The average person at work gets interrupted every 11 minutes, and it takes up to 23 minutes to re-focus on the task at hand. That adds up to thousands of hours, and dollars, wasted per year.
These are the alarming statistics that Jodie Gien, founder of Mindful Future, presented to an audience at the Commonwealth Bank’s Pop Up Innovation Hub in Melbourne last week, citing research by US-based office design company Steelcase.
Gien told attendees the way to achieve focus in a time of constant distraction is not by locking your door or switching off your devices, but by training your brain to practice mindfulness — a skill “as important as management or leadership skills”.
Mindfulness is the practice of “being fully present in the moment”, Gien said, explaining that she took up the practice as a way to deal with stress and anxiety.

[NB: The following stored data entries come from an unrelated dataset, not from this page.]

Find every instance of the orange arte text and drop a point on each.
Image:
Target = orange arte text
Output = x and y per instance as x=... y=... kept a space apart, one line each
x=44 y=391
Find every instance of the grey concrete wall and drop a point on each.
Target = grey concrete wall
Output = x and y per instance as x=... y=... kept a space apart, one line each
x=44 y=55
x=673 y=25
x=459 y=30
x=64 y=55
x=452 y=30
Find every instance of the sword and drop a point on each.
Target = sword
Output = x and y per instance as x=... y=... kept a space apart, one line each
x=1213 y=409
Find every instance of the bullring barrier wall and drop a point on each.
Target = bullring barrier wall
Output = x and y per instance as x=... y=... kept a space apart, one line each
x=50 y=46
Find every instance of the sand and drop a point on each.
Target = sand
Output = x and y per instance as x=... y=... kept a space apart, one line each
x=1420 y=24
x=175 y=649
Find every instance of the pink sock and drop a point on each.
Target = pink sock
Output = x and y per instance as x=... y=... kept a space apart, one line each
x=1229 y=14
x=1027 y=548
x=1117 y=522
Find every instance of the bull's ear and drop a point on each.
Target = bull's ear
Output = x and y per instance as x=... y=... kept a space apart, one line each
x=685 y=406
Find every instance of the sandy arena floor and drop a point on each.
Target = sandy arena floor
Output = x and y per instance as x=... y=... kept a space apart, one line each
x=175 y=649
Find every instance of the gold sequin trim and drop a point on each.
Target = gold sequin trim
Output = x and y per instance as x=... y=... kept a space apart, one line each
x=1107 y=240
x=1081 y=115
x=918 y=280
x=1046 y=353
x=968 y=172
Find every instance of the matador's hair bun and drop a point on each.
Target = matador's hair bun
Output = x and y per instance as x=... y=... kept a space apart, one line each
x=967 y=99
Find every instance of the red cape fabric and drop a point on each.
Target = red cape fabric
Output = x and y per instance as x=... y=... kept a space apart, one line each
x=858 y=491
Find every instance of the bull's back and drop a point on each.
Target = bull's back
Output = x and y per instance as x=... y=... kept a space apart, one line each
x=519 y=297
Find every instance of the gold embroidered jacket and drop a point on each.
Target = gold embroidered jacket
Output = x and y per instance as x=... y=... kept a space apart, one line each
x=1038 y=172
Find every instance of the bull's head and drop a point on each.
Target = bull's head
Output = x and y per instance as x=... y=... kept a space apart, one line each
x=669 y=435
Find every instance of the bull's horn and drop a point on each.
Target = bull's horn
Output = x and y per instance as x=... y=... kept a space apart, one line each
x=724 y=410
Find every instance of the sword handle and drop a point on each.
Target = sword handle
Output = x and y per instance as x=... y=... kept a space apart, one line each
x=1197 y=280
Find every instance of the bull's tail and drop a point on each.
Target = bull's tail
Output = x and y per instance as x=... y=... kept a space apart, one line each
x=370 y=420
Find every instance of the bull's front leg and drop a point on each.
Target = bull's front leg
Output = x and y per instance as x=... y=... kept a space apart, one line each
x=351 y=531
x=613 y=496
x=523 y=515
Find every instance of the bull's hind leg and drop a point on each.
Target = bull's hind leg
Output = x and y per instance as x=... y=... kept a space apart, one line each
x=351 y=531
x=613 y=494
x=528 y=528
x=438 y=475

After working for years as a human rights lawyer, Gien wore her stress “for so many years it became like a second skin”, but after encountering difficulties with her children’s health she knew she needed a way to stay focused and calm. The solution was mindfulness.
Gien conceded that mindfulness can often be associated with hippies and yoga retreats, but the reality is that mindfulness can be practiced by anyone, anywhere.
“You can practice mindfulness sitting on an office chair, at home, on a bus or walking around,” Gien said.
Listing corporations like Google, Twitter and Goldman Sachs as proponents of teaching their employees mindfulness, Gien said the reason so many corporates are embracing the practice is because it has immediate, tangible effects.
“We spend so much time at school, university, countless hours on the job training, but we are rarely taught to investigate the mechanism involved in doing the thinking — your mind,” she said.
“Your mind can be your best friend or your worst enemy — it can make you happy or miserable.”
Mindfulness is about being calm and keeping your emotions in control in times of stress, a state that “shuts off part of the brain that helps you think logically”. Mindfulness, Gien said, “brings the monkey mind down from the trees to sit quietly on the jungle-floor”, allowing the brain to relax and approach stressful situations in “new, innovative ways”.
How to practice mindfulness
Mindfulness is as easy as closing your eyes, focusing on your breathing and registering the sounds and sensations going on around you, Gien explained. When your attention wanders, you can simply bring it back to the present and re-focus on what is occurring around you, she said.
“The moment you have noticed your mind has wandered away, at that moment you are practicing mindfulness,” Gien said.
Gien referred to this exercise as “bicep curls for the brain” because it strengthens the brain’s ability to focus for longer without getting distracted.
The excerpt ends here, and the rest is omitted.